This is a book a good friend of mine already read to
me in the pages of his life. In our day to day conversations and meals together
he is open about his struggles and how the Gospel speaks to him. So when he preaches
Sunday morning, I know he is retelling me how the passage of the day spoke to
and changed him. He has read the text, he has wrestled with the text using all
his hermeneutical skills. He is telling me the Gospel story from the inside
out. This is one way to quickly summarize the book.
This book is not an easy read, but it is a worthwhile
read for those who do any kind of public speaking or teaching. The author spends a good deal of the book
developing the case that there is something unique about the sounds of the
spoken word that resonates with the way the Bible was delivered by God and the
prophets and Apostles.
The book is divided into two parts: Preparing the
Preacher and Developing an Orally Based Model of Preaching. In Part One he
introduces us to several key people active in teaching rhetoric; St Augustine,
Aristotle, and Roman educator Quintilian. The premise being developed is that
the written word is an efficient way of recording what was spoken, but that the
written word has different purposes than the spoken word. Therefore,
preparation for an oral presentation of the truth needs to conceived and grown
in a different way than one would prepare something for reading.
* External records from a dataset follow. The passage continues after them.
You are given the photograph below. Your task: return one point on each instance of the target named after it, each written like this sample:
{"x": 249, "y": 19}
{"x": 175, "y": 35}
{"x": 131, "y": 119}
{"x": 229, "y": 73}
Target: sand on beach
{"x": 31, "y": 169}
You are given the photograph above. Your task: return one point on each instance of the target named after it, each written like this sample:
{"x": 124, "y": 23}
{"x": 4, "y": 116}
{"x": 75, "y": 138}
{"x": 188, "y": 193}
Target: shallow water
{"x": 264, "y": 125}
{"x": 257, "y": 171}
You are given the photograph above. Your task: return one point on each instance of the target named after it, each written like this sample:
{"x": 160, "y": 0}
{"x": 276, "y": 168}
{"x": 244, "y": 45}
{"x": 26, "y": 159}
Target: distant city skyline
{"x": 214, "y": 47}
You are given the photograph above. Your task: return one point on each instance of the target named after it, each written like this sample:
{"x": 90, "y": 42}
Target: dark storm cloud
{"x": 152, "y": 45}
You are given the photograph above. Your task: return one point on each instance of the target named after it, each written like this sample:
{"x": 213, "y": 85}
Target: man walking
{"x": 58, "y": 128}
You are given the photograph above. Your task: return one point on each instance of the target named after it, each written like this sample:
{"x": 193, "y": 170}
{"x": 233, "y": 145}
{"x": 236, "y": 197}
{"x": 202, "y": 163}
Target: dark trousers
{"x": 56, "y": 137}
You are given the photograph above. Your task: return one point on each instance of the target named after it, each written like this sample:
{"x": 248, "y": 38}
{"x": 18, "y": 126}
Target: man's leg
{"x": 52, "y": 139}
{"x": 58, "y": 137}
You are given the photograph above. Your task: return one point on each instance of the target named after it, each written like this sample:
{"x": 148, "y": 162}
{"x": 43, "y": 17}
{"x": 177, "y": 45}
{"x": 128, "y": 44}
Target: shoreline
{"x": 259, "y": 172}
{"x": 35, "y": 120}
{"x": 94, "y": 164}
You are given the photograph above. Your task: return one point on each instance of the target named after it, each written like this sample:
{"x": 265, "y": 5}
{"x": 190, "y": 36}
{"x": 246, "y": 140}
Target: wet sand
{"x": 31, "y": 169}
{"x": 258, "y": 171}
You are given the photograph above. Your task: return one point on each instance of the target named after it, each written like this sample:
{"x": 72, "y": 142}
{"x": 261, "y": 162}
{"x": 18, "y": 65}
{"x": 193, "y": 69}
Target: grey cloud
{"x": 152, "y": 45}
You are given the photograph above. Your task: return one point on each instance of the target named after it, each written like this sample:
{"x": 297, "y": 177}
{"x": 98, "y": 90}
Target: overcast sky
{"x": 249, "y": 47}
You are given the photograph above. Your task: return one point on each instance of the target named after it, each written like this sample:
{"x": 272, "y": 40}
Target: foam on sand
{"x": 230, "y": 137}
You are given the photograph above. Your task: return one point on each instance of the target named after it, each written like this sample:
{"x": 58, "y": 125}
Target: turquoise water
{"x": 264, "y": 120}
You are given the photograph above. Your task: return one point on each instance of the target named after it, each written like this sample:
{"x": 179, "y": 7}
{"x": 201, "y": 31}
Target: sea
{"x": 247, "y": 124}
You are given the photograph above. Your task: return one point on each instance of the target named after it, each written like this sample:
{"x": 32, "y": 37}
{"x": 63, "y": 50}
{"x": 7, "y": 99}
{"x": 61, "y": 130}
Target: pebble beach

He presents
this methodology in detail in Part Two.
In Part Two we are introduced to Jesuit scholar Walter
Ong. Chapter’s 7 and 8 get down to where the rubber meets the road and the
author spells out the method he uses for preparing a sermon. Instead of the typical 5 step literary process
usually used in sermon preparation, he proposes more time be spent recreating
and verbalizing the flow of thought in the text for today’s audience. Significant
time should be spent in internalizing the text for yourself and then attempting
to articulate that insight for the audience at hand. In some sense the sermon is not done until it
is delivered, until the words are spoken and shaped in the context of a
listening congregation.
I think the author is on to something. The most
effective messages I have heard, are the ones where the preacher or speaker has
really wrestled with articulating the flow of thought in the text itself, and
was practiced in the expression of it. I would recommend this book to those
who preach or are training to preach. And it would be a good read for a Bible teacher who does a lot of directed Bible studies.
I received this resource for free from
Weaver Book Company via Cross Focused Reviews for this review. I was not
required to write a positive review.